Cricket recognises ?McMahon effect
By STEVE SPINKS firstname.lastname@example.org
WHEN you become a life member of the NSW Cricket Association, most would think you would get the members bar of the Sydney Cricket Ground thrown open to you and free tickets to all Test matches and one-day internationals.
Unfortunately, that is not the case.
But Lismore's John McMahon is not complaining.
After all, it's just nice to be acknowledged after an association with the game spanning more than 50 years.
And there are some perks.
Like a private box at the SCG for the first day of the upcoming Super Test between Australia and the Rest of the World.
"It was really a thrill," McMahon said on his life membership.
"It was completely unexpected.
"My kids found out three months ago but I only got a letter from Dave Gilbert (NSW CEO) a fortnight before the meeting."
McMahon was recognised with the life membership because of his massive efforts as an administrator and a coach.
Born at Five Dock in Sydney, McMahon began his cricket career playing for Balmain.
He eventually cracked first grade with Balmain at the age of 19 in 1951.
Bowling left-arm spin, McMahon took more than 300 wickets for the club in all grades.
A job transfer resulted in him moving to Lismore and he played locally before shifting to Brisbane for one season.
There McMahon cracked the Queensland State team after playing only four Brisbane first-grade games.
He played for the Maroons in their Sheffield Shield side for the 1959-60 tour of the southern states.

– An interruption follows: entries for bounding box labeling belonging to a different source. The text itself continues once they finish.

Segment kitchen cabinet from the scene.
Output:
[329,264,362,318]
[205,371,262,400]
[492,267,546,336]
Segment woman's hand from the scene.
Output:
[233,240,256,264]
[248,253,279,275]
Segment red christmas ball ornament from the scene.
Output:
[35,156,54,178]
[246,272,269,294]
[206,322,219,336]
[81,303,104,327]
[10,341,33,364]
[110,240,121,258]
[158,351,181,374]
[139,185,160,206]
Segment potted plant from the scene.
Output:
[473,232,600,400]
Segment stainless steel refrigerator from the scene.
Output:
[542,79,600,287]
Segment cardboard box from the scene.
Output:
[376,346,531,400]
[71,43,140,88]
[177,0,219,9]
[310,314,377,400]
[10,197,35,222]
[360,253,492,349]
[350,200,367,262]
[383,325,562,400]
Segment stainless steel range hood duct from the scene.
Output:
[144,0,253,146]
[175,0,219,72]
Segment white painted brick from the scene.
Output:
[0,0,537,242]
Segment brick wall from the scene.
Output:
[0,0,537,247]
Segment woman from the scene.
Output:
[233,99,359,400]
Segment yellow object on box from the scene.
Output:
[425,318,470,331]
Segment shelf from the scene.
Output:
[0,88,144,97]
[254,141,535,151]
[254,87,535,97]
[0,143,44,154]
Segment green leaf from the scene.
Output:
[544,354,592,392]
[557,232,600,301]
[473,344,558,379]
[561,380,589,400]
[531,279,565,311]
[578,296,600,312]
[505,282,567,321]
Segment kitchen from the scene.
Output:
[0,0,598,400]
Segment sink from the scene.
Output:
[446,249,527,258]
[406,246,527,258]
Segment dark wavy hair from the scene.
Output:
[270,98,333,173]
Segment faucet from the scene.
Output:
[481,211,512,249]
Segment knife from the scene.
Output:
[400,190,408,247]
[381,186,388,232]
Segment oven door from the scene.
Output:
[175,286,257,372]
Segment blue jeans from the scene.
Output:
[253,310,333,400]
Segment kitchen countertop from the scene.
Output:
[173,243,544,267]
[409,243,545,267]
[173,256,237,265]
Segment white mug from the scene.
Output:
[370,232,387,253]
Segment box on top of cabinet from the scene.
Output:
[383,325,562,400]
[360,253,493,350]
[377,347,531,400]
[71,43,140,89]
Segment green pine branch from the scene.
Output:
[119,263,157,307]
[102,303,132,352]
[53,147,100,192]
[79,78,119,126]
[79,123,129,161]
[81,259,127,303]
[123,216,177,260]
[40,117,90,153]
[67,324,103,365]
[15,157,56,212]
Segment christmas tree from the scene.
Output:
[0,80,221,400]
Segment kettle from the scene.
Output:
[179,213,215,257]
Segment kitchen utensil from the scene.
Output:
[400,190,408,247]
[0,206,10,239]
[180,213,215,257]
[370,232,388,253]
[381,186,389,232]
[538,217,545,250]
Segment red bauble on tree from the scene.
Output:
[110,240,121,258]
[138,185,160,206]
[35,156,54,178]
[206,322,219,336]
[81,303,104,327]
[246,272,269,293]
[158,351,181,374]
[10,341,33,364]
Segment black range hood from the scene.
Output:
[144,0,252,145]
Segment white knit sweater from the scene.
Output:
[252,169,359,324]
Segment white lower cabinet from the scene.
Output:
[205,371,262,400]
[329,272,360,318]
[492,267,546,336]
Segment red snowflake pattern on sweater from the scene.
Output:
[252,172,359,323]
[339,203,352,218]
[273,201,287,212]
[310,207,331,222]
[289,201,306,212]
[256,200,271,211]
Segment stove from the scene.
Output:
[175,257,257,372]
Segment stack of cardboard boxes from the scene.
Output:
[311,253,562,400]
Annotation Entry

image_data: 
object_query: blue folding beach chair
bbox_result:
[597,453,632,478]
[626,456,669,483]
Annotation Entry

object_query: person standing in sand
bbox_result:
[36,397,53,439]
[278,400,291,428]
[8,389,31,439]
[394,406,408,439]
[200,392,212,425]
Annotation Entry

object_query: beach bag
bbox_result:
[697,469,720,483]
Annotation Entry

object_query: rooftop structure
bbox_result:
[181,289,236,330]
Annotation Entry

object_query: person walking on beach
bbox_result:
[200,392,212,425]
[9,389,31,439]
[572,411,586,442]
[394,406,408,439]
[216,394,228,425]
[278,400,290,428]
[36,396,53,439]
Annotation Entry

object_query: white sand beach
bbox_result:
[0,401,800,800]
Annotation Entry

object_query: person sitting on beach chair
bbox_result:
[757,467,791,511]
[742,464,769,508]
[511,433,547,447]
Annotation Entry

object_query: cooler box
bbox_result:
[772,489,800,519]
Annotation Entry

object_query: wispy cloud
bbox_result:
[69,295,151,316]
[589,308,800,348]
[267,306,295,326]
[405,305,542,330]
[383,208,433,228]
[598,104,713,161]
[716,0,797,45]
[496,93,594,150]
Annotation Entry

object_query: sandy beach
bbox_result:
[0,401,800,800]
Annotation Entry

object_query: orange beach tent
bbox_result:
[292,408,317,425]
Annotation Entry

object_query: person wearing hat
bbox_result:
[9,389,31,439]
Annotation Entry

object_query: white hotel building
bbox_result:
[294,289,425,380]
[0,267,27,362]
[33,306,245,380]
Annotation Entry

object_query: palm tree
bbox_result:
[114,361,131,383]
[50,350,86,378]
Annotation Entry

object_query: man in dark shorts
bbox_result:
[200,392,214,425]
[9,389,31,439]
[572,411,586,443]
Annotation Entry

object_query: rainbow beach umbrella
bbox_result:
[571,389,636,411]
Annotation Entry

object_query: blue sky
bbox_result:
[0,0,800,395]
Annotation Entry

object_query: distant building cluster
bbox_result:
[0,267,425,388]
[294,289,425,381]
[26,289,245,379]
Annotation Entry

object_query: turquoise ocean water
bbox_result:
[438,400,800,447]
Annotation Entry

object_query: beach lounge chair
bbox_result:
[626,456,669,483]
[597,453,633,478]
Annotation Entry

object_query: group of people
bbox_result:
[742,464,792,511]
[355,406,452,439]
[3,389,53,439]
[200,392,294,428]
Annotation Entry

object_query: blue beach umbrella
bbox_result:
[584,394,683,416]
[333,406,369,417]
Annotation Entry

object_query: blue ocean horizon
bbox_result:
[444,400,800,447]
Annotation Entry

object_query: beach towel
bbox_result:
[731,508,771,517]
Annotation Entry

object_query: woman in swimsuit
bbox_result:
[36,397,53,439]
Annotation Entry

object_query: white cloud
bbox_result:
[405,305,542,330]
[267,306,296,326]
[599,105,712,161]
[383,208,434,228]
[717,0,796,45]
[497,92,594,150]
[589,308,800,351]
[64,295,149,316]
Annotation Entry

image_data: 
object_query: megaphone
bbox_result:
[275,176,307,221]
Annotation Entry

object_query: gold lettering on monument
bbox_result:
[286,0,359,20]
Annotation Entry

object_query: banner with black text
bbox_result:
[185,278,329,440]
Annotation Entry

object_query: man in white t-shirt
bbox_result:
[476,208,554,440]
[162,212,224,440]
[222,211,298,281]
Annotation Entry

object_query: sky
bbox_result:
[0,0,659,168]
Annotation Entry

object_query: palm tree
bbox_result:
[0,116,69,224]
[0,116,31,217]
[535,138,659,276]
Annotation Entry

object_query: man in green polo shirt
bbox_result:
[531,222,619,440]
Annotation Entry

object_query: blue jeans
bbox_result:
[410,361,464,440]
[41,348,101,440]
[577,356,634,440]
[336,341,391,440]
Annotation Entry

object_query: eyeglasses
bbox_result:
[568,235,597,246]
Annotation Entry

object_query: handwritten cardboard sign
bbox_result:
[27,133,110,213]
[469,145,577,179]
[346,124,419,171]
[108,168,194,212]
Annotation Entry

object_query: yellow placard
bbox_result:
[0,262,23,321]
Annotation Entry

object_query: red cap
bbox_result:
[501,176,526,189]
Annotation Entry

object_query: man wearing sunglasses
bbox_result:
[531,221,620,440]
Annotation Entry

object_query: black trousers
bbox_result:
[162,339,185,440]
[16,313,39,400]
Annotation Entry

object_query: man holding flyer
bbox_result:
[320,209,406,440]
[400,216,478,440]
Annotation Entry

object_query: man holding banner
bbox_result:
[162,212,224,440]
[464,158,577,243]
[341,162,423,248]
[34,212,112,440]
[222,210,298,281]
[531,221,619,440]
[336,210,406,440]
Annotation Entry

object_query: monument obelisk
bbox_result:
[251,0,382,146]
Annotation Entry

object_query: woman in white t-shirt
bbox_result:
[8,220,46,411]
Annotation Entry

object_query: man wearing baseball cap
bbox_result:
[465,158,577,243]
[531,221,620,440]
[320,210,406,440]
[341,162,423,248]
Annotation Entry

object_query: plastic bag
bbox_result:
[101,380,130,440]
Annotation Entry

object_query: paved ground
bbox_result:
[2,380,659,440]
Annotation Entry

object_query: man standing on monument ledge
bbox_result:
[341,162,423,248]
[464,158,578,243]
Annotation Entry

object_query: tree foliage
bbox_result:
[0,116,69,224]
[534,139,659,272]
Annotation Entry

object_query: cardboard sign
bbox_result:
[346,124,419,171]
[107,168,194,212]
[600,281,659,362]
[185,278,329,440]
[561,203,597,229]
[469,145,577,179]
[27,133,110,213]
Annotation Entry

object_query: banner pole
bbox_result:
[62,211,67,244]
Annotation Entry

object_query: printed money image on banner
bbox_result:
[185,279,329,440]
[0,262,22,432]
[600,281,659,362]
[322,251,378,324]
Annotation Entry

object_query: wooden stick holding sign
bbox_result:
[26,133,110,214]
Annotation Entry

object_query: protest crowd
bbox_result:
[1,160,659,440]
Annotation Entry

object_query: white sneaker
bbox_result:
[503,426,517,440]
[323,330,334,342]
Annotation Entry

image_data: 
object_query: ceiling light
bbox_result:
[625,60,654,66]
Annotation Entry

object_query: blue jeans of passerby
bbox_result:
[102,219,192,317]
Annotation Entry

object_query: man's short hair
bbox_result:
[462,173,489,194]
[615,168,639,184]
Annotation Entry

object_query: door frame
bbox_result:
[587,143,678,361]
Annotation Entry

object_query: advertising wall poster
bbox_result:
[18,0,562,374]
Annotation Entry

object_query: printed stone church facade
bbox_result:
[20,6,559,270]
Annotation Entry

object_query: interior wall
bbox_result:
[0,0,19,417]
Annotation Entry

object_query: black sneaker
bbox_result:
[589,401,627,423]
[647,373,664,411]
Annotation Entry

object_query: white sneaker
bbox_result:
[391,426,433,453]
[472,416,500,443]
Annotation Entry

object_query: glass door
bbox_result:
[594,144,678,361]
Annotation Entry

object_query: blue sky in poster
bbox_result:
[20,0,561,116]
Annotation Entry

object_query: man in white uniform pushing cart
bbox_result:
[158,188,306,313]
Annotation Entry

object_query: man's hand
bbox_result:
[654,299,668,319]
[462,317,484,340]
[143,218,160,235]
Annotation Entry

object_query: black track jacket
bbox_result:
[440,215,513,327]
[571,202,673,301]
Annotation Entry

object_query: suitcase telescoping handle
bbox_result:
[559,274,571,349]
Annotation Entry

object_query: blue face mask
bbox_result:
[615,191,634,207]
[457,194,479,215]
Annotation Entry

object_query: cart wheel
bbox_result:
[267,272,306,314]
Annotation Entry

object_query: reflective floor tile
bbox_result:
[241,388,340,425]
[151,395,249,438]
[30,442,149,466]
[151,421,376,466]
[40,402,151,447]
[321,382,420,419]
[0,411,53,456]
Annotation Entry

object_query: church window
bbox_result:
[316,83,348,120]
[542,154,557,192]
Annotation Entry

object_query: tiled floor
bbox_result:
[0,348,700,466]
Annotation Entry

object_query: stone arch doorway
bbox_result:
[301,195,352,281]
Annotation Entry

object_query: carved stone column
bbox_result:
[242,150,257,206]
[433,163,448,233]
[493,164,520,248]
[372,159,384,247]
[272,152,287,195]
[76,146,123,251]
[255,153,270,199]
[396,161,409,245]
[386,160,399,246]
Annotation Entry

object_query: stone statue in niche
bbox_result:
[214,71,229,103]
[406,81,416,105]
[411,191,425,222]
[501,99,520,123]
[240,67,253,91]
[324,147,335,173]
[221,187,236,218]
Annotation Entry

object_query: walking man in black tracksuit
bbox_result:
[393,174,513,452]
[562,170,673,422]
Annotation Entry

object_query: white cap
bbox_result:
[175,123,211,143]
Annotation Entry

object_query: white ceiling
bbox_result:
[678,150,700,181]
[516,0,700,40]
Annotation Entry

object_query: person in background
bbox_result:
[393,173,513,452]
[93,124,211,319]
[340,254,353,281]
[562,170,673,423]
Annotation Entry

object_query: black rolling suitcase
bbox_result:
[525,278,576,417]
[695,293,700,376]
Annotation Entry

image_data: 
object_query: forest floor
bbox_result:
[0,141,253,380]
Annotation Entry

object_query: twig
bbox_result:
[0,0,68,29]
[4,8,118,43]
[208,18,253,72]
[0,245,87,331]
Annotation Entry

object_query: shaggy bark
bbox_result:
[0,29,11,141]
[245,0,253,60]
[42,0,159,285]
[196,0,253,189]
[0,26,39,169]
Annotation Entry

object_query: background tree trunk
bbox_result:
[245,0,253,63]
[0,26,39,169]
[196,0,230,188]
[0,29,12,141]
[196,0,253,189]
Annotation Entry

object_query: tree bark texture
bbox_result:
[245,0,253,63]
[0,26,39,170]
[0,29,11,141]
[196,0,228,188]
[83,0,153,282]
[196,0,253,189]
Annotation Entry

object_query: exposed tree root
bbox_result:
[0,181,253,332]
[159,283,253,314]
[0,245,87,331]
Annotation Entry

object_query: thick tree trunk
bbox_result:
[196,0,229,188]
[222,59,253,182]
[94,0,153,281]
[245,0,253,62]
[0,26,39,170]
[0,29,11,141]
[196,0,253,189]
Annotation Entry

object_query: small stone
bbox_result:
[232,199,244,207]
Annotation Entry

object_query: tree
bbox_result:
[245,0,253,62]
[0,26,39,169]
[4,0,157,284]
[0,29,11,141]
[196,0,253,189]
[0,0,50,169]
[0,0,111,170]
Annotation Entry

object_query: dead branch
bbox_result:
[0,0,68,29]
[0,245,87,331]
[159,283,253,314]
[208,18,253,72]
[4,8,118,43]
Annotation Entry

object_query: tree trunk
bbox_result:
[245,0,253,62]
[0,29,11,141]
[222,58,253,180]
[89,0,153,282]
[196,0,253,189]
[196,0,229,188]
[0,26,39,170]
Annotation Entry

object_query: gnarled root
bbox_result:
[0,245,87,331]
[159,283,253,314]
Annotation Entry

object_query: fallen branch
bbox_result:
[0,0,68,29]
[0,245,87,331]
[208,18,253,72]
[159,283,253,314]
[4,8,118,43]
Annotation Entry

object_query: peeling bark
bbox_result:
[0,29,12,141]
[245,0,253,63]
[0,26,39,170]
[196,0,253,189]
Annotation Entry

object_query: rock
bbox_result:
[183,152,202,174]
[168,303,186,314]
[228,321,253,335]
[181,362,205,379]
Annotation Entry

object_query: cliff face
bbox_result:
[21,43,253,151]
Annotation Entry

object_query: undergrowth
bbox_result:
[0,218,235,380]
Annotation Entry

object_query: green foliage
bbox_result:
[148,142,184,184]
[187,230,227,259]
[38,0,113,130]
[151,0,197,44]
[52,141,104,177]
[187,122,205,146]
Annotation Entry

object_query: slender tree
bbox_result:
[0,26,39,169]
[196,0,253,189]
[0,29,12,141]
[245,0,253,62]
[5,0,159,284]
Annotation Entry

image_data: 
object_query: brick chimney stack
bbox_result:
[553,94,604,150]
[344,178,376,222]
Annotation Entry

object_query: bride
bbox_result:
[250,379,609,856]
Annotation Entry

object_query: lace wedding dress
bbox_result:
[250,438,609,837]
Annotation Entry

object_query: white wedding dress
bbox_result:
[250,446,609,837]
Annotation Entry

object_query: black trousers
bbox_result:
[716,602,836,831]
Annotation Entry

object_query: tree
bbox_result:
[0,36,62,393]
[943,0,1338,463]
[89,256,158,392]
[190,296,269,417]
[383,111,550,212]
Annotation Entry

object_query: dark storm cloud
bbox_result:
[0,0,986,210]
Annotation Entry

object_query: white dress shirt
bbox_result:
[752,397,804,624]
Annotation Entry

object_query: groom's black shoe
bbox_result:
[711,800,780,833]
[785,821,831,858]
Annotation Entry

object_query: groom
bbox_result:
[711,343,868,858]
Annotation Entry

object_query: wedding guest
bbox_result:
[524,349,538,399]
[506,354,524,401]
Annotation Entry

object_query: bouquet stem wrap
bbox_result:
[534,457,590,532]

In the same season, he was the Brisbane first-grade's leading wicket taker with 48 scalps.
McMahon returned to Lismore shortly after and represented Northern NSW against the MCC and South African touring sides and NSW Country.
At the age of 51 he won the first-grade cricketer of the year in Lismore.
Then, at the age of 58, he made a comeback to play for Wardell, including the inaugural season of the FNC LJ Hooker League regional competition, which he was instrumental in establishing.
McMahon eventually retired in 1995 after taking 130 wickets for the club.
Only last year he was still playing veterans cricket, representing Lismore Veterans against the Queensland Cricketers Club at Allan Border Field.
Three of McMahon's sons, Brian, Michael and Terry, played first grade cricket in Sydney, with two of his daughters, Kathryn and Patricia, captaining Queensland women's indoor cricket teams.
His coaching resume is just as impressive.
He's had stints as regional director of coaching for the Far North Coast from the mid-1970s to 1988 and from 1992 to 1998, when he was appointed North Coast zone director of coaching, a position he still holds.
The former spinner was NSW Country team manager for the Australian Country Cricket Championship in 2002 and 2003 and was chief organiser of the championship when it was played in Lismore at the start of this year.
McMahon is a Level 3 coach.
The former Northern Star sports journalist has also made his mark as an administrator.
He's been Far North Coast Cricket Council secretary and North Coast delegate to NSW Cricket.
He remains FNCCC secretary and an accredited umpire.
In 2000, at the age of 68, he was honoured as Lismore Senior Sports Person of the Year.